19 giugno 2009 00:00
Lo sanno tutti che banche (e banchieri d'alto bordo) sono la peste del mondo e che andrebbero spazzati via dalla faccia della terra, ma chi sarebbero quelli con palle sufficientemente grandi per poter realizzare questo sogno?...
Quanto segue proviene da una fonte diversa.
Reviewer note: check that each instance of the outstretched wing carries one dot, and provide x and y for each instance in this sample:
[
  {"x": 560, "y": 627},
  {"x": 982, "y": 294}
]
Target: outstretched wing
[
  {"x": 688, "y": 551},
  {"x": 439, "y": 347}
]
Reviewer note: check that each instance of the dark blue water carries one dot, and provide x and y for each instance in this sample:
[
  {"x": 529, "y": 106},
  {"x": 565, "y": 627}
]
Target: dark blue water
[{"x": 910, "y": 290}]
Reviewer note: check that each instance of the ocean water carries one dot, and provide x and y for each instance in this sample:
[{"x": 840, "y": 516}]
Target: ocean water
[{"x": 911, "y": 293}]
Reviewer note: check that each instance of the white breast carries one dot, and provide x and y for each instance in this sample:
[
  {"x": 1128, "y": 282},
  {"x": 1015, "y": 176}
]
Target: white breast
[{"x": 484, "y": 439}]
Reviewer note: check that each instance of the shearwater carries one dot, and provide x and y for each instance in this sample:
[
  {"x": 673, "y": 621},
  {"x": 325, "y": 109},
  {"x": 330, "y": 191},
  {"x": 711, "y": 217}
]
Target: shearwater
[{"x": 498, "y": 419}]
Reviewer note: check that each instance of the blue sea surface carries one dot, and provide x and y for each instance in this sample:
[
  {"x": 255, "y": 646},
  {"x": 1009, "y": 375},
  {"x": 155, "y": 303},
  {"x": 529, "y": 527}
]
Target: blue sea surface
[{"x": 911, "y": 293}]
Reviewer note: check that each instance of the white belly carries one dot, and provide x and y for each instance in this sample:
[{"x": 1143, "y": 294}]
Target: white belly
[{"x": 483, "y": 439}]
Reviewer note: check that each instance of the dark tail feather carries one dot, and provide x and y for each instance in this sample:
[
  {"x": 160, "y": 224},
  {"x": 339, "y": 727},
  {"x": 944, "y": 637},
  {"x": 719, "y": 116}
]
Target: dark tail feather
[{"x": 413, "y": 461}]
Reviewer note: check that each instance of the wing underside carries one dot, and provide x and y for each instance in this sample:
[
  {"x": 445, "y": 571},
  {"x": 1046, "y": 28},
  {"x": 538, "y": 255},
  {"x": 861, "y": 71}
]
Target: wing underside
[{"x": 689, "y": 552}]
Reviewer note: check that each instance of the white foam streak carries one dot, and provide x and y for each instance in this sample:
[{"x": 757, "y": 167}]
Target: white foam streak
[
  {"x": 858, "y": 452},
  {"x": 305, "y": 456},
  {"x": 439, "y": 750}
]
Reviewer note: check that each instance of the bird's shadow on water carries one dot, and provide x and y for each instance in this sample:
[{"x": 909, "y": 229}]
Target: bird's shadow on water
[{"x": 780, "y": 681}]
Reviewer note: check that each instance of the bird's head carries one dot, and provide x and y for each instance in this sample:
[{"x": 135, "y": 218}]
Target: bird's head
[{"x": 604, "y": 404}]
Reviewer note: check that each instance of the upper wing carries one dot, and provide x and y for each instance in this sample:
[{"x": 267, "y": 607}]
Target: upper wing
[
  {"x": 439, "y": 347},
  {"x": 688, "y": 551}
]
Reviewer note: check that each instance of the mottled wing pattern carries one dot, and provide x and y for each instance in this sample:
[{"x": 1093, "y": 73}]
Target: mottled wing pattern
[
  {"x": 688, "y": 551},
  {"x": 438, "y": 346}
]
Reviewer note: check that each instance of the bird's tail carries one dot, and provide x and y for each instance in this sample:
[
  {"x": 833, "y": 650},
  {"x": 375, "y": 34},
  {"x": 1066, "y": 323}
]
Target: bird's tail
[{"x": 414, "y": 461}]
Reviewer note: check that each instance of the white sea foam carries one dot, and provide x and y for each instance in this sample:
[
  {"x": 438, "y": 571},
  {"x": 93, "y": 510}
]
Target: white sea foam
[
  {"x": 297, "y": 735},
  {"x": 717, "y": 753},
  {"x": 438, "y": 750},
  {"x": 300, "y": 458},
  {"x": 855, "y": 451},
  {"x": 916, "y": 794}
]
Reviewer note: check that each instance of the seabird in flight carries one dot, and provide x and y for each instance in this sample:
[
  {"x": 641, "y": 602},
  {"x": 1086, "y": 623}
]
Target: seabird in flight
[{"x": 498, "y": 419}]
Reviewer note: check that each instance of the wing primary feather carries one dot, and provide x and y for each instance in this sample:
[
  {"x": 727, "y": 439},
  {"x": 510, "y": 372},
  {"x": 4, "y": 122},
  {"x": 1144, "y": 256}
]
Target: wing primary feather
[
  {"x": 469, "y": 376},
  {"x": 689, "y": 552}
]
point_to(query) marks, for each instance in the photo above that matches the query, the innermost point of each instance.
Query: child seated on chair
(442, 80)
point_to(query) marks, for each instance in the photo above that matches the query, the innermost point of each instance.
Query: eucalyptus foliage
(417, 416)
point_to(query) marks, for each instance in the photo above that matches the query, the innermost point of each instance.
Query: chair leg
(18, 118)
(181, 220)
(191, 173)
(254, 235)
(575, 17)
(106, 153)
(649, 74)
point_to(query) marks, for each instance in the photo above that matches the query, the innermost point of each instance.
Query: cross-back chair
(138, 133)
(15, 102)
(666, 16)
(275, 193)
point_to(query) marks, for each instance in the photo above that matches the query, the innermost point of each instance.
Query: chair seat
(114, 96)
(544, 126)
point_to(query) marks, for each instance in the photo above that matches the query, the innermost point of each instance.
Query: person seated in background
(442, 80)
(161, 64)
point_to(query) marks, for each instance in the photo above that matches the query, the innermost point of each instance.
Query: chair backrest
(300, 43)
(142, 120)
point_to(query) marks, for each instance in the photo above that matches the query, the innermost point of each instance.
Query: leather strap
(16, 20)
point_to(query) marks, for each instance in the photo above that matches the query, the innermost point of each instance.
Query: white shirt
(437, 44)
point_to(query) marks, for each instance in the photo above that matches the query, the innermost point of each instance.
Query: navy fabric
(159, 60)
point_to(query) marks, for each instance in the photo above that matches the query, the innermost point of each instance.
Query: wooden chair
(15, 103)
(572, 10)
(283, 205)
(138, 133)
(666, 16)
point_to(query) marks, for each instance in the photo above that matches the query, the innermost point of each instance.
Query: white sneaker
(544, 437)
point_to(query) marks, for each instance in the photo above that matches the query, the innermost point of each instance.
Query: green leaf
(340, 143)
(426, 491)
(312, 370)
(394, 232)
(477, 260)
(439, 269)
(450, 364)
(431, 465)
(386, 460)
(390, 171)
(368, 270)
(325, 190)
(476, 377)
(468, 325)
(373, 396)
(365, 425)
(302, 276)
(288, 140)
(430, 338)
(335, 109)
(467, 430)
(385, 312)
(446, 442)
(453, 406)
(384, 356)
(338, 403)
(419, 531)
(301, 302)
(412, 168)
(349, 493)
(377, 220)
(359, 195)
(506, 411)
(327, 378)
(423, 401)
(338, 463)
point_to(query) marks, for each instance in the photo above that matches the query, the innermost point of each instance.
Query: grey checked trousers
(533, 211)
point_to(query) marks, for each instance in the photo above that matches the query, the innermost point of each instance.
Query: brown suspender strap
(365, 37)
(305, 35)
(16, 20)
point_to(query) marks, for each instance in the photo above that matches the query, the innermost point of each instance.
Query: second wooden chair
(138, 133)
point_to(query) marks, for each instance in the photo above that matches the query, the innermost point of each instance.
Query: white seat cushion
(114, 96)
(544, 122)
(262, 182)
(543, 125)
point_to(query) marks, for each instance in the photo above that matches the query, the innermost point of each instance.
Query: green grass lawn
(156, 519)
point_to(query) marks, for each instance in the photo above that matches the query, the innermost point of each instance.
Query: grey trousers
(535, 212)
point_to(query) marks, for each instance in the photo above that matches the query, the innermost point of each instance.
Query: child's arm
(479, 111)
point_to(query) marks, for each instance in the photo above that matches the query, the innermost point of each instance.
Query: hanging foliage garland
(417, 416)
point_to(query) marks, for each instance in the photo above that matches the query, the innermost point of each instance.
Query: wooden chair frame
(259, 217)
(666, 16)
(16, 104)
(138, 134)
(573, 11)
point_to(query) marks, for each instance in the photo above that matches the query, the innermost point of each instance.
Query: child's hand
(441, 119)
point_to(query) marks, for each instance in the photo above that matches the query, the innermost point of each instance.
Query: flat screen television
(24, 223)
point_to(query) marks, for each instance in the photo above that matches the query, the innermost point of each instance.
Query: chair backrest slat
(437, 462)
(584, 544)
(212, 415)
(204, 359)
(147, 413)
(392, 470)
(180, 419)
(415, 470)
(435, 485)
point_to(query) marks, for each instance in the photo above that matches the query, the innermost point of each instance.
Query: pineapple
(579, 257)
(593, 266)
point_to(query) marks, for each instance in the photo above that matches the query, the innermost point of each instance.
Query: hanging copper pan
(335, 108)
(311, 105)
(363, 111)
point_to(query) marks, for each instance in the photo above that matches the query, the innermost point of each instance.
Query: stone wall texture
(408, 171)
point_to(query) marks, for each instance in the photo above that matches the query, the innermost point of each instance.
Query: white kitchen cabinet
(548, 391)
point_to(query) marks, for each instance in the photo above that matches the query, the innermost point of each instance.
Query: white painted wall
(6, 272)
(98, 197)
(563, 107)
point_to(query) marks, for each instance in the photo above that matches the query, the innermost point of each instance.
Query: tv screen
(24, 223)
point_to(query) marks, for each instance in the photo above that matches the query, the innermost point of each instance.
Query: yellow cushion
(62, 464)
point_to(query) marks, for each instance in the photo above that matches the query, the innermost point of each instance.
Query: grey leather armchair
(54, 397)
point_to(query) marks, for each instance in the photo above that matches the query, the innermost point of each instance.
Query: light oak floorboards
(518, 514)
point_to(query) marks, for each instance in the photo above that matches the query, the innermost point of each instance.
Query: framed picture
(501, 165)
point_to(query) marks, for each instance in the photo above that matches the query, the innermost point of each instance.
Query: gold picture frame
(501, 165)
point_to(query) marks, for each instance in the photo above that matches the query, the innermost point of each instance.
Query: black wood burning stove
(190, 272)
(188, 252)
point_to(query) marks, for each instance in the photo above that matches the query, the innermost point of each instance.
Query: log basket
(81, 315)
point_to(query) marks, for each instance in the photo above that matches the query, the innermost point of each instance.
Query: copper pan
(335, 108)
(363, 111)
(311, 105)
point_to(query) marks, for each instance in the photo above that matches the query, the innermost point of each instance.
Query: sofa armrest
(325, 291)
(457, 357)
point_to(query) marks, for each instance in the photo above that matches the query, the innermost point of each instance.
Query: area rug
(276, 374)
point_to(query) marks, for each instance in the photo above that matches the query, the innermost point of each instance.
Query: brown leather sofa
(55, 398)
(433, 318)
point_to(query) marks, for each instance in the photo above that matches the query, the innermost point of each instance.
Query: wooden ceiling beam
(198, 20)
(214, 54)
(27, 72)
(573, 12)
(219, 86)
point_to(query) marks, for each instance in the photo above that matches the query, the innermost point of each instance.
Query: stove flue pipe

E pensare che le banche erano nate per liberare i poveracci dal giogo degli strozzini!!...
avvoatocencetti,de
09 settembre 2009 09:35
Segnalo l'ennesima porcheria:
Dlgs 1/9/93 n. 385 e successive variazioni.
Art. 117 comma 6: " Sono nulle e si considerano non apposte le clausole contrattuali di rinvio agli usi per la determinazione dei tassi di interesse e di ogni altro prezzo e condizione praticati nonchè quelle che prevedono tassi, prezzi e condizioni piu' sfavorevoli per i clienti di quelli pubblicizzati"
E fin qui niente di male. In sostanza viene abolito l'anatocismo.
Successivo comma 7:
"In caso di inosservanza del comma 4 e nelle ipotesi di nullità indicate nel comma 6, si applicano:
a) il tasso nominale minimo e quello massimo dei buoni ordinari del tesoro annuali o di altri titoli similari eventualmente indicati dal Ministro del tesoro, emessi nei dodici mesi precedenti la conclusione del contratto,rispettivamente per le operazioni attive e passive."
Osservo: Secondo questa normativa ai fidi, mutui e depositi degli utenti si applicherebbe il tasso bot emesso nei dodici mesi precedenti la conclusione del contratto. Osservo che nel 93 il tasso Bot si aggirava intorno al 13 per cento!
Ulteriore incongruità: le banche applicano, necessariamente, nelle operazioni in cui imprestano denaro un tasso superiore a quelle di deposito, vale a dire quando i clienti depositano i loro soldi. Nel caso in questione i tassi sarebbero gli stessi.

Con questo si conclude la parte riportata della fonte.